We recently published Jared Povanda’s gorgeous “Season Finale Cliffhanger.”

Here, we ask him two questions about his story:

1) I love the difference between solid endings and uncertain ones here, the difference between a mouse being devoured and escaping, between a thick curtain and a thin one. What kind of endings do you prefer?

I think it all depends on where I am in life. Because of the pandemic, I’m a little tired of uncertainty. I do love solid endings, especially if they’re happy. That’s the key, though. Happiness. Lock me into happiness. There were many moments growing up where I prayed for mutability. I wanted to be able to dream myself into a future that looked different from where I was. This is what I wanted to channel in this story. The homeless girl, so young and so afraid, wants the mouse’s fight to continue. She wants the fight to keep going because she wants to keep going. Going, active. I don’t think she can envision a conclusive ending that’s good—only bad. So uncertainty is very attractive to her, and I think it will be attractive to me again whenever I’m in a situation that feels endlessly bleak. Uncertainty can be scary, paralyzing, but it can also be a wish on a shooting star. A chance for something better to reveal itself beyond what’s currently looming ahead. 

2. The homeless girl, here, seems to think of her fate as hopeless, as predetermined. Do you think there is a glimmer of uncertainty for her that she, perhaps, can’t see? Or is she right to feel so pessimistic?

I think that glimmer is there, for sure, but when I imagine myself at twelve or thirteen, I know I felt similar to the homeless girl. I was never homeless, but I was bullied ceaselessly.
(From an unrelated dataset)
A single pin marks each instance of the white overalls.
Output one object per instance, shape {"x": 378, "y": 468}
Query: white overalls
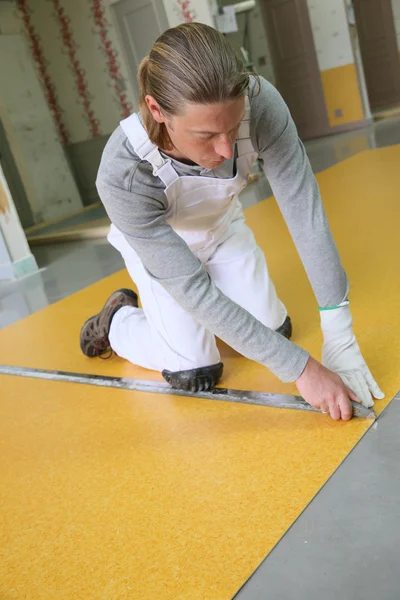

When you’re a kid, you already have very little (or no) agency, and when the bullies pressed on my vulnerabilities day after day, it was easy for me to think, “This is the way it’s always going to be.” Predetermined is a perfect word. The clips those TVs play are on a constant loop, 24/7. Always the same. From a much higher vantage point, when the girl becomes a woman, when she’s in a healthier and safer position, I know she’s going to realize the ending presented in front of her on that very lonely day was as solid as mist. She never sees the mouse survive, but she will survive. She will. We all will, I hope. No matter how caging the dark, no matter how suffocating and seemingly finite the current moment is, you really don’t know what’s going to happen next. In this small slice of story, she can only feel pessimistic. But if all of the TVs suddenly went black, if the power went out and the girl stared into nothingness, finally able to construct a new ending for the mouse, I think she’d have the first inkling that permanence lies.